Researchers use wildlife cameras to study animal interaction and behavior in human-dominated landscapes
Burn out. It is a syndrome that is said to affect people who experience chronic stress. But after conducting a novel study with wildlife cameras showing the interactions between white-tailed deer fawns and predators, a researcher from Penn State suggests that prey animals can feel this too.
“And you can understand why they do that,” said Asia Murphy, who recently graduated with a PhD from Penn State University’s Intercollege Graduate Degree Program in Ecology. “Less than half of white-tailed fawns live by their first birthday, and many are killed by predators such as coyotes, black bears, and bobcats. Fawns instinctively ‘know’ that they are in constant danger. “
Ironically, the presence of humans – who do no harm to the fawns and would likely protect them if they could – only exacerbates the stress the kittens experience, Murphy added. Even if it’s just humans hiking a trail in a state park, it’s a disorder that fawns should avoid because they have less scenery and less time to feed and avoid predators.
“The presence of humans creates an environment where the danger seems so high that the animals basically stop being vigilant,” she said. “That was the surprising thing about my research – when fawns realize that so many dangers come from so many sources, their behavior seemed like they had just relaxed, like there was no point in hiding or fleeing. I’ve seen that with older deer too. “
In areas where there are lots of predators and humans, the fawns seem to relax rather than behave hyper-vigilant, she noted.
“Being so much constant stress makes you burned out,” she said.
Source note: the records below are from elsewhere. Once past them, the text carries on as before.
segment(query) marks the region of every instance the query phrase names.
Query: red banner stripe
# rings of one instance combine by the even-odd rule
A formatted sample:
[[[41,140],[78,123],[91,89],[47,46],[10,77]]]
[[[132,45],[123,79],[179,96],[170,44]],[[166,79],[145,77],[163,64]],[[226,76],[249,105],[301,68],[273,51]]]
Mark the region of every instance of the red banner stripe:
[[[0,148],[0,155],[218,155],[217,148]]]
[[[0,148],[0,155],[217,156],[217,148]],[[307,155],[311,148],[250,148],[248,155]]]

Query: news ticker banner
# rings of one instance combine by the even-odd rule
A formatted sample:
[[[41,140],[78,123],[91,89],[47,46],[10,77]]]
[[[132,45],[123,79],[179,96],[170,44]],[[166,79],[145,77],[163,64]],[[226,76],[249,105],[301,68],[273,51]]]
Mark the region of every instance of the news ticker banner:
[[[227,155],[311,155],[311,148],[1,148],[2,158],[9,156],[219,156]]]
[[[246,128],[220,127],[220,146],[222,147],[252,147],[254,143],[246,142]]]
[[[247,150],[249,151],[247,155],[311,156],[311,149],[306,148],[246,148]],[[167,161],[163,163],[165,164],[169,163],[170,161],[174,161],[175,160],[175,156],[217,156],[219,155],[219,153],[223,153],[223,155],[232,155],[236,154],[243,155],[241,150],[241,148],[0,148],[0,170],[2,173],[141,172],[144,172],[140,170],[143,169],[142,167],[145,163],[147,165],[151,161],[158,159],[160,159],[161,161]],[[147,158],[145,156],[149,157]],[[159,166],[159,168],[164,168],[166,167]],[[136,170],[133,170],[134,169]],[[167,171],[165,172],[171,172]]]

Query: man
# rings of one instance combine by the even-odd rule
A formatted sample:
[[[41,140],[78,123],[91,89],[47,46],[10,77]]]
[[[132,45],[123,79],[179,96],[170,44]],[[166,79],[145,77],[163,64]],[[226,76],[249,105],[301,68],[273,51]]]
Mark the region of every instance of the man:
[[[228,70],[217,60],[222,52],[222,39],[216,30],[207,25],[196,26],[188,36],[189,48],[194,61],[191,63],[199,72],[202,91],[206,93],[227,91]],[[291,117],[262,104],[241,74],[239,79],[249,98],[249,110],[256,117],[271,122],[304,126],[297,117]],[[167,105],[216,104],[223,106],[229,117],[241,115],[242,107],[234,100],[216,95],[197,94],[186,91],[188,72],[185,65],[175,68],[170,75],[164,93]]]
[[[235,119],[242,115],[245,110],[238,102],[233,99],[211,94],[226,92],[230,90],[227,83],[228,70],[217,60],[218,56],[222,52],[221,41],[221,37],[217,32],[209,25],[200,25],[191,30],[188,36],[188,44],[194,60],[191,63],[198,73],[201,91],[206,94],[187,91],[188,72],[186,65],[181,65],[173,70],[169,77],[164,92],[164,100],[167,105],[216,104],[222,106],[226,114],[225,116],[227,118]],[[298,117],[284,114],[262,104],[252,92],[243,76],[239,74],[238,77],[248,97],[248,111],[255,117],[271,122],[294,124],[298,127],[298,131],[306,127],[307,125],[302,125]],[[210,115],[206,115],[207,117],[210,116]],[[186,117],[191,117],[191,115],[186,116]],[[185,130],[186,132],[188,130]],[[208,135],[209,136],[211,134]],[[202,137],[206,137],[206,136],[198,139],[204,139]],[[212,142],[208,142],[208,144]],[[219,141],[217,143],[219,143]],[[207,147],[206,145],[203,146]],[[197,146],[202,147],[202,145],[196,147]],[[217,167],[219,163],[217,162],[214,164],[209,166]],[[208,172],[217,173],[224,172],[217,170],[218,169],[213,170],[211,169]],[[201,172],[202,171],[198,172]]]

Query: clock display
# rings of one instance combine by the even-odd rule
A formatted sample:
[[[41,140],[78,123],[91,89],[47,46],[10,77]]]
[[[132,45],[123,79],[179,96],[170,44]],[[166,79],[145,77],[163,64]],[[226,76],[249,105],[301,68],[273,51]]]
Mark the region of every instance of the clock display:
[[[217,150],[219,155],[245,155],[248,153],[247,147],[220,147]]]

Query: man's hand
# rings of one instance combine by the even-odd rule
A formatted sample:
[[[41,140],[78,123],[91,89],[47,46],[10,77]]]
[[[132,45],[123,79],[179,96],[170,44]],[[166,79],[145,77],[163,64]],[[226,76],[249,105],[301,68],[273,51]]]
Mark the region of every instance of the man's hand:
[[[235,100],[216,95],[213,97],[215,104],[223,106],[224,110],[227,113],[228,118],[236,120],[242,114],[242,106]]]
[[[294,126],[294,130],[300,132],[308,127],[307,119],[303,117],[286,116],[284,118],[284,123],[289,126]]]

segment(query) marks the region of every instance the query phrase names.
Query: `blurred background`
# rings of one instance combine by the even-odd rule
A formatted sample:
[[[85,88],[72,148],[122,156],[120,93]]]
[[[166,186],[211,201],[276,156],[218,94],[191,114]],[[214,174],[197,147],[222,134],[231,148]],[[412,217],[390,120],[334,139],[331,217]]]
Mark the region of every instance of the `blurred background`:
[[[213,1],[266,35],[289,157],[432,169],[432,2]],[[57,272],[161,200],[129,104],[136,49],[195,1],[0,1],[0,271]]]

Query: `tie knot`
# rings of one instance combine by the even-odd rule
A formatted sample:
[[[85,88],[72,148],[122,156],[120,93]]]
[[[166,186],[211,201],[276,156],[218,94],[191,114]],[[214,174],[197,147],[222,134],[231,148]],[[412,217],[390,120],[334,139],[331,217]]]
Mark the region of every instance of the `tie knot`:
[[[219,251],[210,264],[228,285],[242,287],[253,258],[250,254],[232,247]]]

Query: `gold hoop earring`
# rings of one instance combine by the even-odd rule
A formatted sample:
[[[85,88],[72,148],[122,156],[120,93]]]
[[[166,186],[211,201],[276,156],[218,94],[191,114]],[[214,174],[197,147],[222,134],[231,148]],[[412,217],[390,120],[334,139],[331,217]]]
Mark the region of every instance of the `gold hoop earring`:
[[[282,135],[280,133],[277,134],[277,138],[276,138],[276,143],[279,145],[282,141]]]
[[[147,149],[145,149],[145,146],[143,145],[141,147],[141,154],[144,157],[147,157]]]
The aim of the study was to investigate how human-dominated landscapes affect the timing, frequency and physical distance and locations of interactions between humans, black bears, coyotes, bobcats and fawns, as well as to compare the vigilance behavior of the deer in each location . The researchers compared “camera trap” data from six surveys in and around three public forest locations in central Pennsylvania with different environments – forest, agriculture, and development.
The Bald Eagle and Rothrock State Forest sites were surrounded by low density agriculture and housing, while the Susquehannock State Forest site was surrounded by largely uninterrupted forest. When analyzing more than 10,000 photos, the researchers observed significantly different behavior of fawns, adult deer and predators at the three locations, dictated by the presence of humans and their changes in the landscape.
Camera trap investigations began in mid to late May, which coincided with the start of the time fawns are born and are most susceptible to predators, and ended in mid-September before the hunting season. The researchers randomly selected 18 camera locations at each of the three study sites, at least half a mile apart within an area of approximately 100 square miles.
At least one camera was placed at each location and typically stayed there for an average of 47 days before being relocated. Cameras have been set to take three pictures when triggered by an animal with a one-minute rest period. Each location was baited with a combination of bobcat urine, a skunk-based fragrance, and a fatty acid tablet.
In the results recently published in Journal of Animal Ecology, the researchers reported that bears, bobcats, coyotes, fawns, and adult deer had more overlaps in time in the agricultural and development sites than in the largely uninterrupted forest area. In addition, factors influencing deer vigilance, such as the distance to the edge of the forest and the frequency of predators in the agricultural and development sites, were not factors in the largely uninterrupted forest area.
“By considering the different antipradator behaviors that can be detected and the different magnitudes that those behaviors can occur, we have been able to gain a broader picture of how humans are reducing the niche space available for wildlife,” Murphy said. “It was clear that disturbed landscapes – agriculture and development – create more time and space overlaps between predators and fawns.”
This research is important because it was among the first to document that human land disturbances affect the dynamics of predator-prey interactions, according to Murphy’s advisor Duane Diefenbach, associate professor of wildlife ecology at the College of Agricultural Sciences. Wildlife biologists suspected that human interference increased the chances of predators, but they hadn’t seen any evidence.
“This study shows that fawn antipradator behavior varies by space, time, and predator species,” said Diefenbach, director of the Pennsylvania Cooperative Fish and Wildlife Research Unit for the US Geological Survey in Penn State. “If several predatory animal species occur at the same time, but differ in their use of space, duration of activity and type of hunting, a complex landscape arises for prey animals that try to avoid predation. The presence of humans has the potential to change the interactions between predators and prey and where and when encounters take place. “
Also involved in the research were David Miller, Associate Professor of Wildlife Population Ecology, Penn State, and Pennsylvania Game Commission biologists Mark Ternent and Matt Lovallo.
The Pennsylvania Game Commission funded and supported this research.